David Tremlett’s exhibition consisted of both large wall drawings and a small series of drawings on paper. This concise retrospective, the English artist’s first in Italy, was organized by Marco Meneguzzo. Tremlett is well known for using a completely manual process to execute mural paintings (or to have them executed). He favors pastels in colors similar to those of construction materials: the gray of stone, the brown of wood, the red of terra-cotta and of bricks. Unlike Sol LeWitt, whose point of departure is the exhibition site, and who defines forms and applies colors according to preordained mental relationships, Tremlett uses spaces to evoke other spaces, those that were part of his experiences during trips to Africa, Central America, and Oceania. Thus the point of departure for this work is the visited site, from which the artist conjures up certain traces that are shared by his own culture: words in the languages of the place, plans of places experienced, or even the colors typical of other architectural traditions. In Tremlett’s work, memory operates through reduction; the work reveals minimal mnemonic traces like monochromatic coats of organic colors, chromatic traces, geometric forms—sometimes Euclidean but more often irregular. For Tremlett, geometry stems from phenomenology, just as the figure derives its life from the house, from the place of life represented in the plan.
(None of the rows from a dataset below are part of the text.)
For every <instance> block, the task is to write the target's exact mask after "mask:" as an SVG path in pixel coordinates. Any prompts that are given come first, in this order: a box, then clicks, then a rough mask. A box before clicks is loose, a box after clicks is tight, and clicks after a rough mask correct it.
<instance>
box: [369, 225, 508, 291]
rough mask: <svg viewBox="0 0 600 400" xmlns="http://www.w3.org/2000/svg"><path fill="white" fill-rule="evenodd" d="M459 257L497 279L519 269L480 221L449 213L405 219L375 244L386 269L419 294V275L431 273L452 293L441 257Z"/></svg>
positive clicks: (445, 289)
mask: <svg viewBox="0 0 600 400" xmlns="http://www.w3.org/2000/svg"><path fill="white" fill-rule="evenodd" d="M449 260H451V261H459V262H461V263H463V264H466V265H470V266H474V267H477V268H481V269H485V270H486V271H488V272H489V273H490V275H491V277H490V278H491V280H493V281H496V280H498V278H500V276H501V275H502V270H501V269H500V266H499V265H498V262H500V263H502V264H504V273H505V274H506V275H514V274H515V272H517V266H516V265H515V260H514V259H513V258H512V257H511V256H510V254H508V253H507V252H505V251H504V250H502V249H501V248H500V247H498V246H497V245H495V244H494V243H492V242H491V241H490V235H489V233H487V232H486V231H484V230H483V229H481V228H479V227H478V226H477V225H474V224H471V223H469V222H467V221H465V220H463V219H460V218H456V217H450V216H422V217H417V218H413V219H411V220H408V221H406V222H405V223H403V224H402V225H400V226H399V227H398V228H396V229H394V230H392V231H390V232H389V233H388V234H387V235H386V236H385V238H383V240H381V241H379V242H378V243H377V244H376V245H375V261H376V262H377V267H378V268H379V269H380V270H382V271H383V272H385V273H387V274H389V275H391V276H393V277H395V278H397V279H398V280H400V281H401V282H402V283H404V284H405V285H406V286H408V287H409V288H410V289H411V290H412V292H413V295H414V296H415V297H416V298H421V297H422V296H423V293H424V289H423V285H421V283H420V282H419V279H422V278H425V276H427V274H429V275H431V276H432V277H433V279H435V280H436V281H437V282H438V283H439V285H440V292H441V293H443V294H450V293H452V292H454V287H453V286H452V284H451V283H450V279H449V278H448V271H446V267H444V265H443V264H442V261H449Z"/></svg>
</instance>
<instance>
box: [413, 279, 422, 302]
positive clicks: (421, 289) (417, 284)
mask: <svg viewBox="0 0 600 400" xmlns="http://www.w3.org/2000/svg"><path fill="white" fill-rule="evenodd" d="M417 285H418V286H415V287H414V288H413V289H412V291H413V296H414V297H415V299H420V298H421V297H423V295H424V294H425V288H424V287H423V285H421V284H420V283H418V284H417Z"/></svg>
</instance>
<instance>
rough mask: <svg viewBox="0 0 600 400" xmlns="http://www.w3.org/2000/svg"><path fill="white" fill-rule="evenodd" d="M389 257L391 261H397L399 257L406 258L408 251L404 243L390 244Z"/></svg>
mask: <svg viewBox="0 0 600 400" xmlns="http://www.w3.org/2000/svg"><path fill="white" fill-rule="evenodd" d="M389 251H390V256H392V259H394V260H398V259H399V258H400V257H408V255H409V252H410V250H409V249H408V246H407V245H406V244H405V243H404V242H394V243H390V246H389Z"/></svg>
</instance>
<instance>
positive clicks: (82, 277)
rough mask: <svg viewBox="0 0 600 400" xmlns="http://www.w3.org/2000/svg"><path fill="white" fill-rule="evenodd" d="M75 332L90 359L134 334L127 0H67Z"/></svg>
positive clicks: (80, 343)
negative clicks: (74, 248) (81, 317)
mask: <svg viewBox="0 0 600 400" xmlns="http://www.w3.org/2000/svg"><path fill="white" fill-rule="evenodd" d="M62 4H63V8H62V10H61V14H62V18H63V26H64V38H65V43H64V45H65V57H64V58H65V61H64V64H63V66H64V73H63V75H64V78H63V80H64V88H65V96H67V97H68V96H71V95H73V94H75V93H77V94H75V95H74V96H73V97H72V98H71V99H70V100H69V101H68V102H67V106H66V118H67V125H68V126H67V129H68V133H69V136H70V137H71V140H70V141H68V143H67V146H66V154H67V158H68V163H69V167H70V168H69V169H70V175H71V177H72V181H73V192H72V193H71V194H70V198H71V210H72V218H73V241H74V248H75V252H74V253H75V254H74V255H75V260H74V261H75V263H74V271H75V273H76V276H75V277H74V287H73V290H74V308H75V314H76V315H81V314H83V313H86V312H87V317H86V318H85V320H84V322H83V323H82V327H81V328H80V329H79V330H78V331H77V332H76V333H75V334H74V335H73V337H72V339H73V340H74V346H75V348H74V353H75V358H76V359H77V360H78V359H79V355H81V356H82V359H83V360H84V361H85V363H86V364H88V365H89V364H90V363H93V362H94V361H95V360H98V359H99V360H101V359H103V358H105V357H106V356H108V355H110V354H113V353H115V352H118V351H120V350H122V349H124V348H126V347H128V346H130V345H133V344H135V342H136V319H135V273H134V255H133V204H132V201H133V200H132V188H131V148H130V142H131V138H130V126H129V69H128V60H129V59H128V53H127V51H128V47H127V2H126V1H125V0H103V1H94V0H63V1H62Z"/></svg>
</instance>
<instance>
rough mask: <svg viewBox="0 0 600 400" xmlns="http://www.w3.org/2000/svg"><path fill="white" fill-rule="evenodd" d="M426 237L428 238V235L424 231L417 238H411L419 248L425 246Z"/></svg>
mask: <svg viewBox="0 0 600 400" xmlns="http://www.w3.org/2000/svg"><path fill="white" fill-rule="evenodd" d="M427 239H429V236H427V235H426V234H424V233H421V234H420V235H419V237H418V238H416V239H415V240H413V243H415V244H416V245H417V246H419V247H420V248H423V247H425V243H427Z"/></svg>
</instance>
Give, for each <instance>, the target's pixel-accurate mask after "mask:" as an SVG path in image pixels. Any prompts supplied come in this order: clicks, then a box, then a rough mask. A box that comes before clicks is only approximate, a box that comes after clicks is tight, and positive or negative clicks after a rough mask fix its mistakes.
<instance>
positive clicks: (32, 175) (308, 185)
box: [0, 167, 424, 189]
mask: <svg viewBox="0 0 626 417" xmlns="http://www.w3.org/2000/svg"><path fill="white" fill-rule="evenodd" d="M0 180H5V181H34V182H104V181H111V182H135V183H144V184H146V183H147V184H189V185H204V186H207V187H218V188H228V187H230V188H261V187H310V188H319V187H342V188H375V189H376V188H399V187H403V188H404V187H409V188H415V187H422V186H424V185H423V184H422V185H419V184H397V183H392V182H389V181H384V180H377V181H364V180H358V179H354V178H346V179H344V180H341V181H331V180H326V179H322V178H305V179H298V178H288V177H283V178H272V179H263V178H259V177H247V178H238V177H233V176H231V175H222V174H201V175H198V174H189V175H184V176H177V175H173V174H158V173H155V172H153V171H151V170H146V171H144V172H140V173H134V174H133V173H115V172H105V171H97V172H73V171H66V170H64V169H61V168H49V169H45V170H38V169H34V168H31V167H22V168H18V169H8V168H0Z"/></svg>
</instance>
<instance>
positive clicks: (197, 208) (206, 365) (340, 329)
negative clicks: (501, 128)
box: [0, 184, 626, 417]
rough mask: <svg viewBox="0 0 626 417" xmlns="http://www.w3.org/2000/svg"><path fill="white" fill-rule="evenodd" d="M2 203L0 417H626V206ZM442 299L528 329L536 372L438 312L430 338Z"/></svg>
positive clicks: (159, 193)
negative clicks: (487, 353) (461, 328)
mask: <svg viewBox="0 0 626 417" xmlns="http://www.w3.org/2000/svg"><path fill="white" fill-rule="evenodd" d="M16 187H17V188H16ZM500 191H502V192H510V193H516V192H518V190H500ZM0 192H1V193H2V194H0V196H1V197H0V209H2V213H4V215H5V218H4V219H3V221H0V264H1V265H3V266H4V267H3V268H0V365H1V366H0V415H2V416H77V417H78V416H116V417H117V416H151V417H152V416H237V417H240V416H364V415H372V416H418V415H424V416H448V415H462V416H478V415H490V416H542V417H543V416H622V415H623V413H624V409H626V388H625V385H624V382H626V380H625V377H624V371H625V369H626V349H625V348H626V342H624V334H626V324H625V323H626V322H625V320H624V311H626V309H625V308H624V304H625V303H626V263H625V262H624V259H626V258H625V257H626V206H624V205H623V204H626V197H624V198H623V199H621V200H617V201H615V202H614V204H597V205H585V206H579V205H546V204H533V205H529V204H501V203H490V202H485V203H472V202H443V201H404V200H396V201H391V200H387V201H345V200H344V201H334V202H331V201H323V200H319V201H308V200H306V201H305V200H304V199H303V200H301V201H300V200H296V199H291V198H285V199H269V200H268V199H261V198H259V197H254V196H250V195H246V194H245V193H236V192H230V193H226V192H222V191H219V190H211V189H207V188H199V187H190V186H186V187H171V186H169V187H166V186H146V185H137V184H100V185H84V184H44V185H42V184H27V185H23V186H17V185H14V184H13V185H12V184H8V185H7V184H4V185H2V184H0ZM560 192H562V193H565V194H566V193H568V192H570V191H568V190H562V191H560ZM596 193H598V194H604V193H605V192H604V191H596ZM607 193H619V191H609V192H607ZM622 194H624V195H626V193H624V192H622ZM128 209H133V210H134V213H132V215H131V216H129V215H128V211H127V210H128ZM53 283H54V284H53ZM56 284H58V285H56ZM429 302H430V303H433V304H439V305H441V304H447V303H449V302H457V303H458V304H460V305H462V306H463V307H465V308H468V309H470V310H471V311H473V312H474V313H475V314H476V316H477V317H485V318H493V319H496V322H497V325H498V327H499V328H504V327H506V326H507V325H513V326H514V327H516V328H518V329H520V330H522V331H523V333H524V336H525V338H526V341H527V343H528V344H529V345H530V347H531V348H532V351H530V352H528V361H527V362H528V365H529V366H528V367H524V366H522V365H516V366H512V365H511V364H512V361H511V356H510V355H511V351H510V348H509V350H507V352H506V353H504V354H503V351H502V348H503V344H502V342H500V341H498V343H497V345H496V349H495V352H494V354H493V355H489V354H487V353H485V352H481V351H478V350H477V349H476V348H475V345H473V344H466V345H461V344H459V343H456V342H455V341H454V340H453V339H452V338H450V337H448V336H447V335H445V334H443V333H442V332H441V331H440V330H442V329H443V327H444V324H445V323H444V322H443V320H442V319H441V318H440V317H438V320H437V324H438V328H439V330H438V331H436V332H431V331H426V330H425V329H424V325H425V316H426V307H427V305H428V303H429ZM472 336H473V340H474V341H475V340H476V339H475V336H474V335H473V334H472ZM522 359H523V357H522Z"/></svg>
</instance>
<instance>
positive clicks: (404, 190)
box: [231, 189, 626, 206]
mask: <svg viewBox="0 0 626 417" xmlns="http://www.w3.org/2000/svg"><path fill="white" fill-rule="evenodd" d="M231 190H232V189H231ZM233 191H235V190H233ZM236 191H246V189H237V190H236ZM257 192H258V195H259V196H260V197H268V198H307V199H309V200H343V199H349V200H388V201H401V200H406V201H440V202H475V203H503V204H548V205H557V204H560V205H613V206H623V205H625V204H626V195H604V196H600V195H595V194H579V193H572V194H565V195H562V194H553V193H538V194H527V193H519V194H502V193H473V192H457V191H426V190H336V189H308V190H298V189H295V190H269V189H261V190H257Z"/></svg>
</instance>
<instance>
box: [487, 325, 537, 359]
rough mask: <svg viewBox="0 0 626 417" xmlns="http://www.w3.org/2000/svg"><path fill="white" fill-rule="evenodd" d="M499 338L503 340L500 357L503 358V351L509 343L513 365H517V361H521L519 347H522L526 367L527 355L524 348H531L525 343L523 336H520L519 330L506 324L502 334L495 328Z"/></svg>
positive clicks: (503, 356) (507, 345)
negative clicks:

In fact, the figure becomes an emblem of an experience, which is also evoked by the manual process of the work; the psycho-physical involvement of the artist in the execution is simply the restitution of an integral experience. Integral also signifies contradictory: what the artist elaborates intellectually, formally, is the difficulty of the choices that the experience implies. The most recent pieces include forms with precise contours that are then overpainted with the gesture of the hand spreading the paint. It is like placing axiomatic phenomena, and bringing about the coexistence of two contrary instances, in an action that has the unpredictability but also the determination of every existential choice. It is no accident that Tremlett often intervenes in construction sites reduced to ruin, and then abandons the work. Thus the execution of a work has the same gratuitousness as an experience completed purely for the sake of knowledge.

Giorgio Verzotti

Translated from the Italian by Marguerite Shore.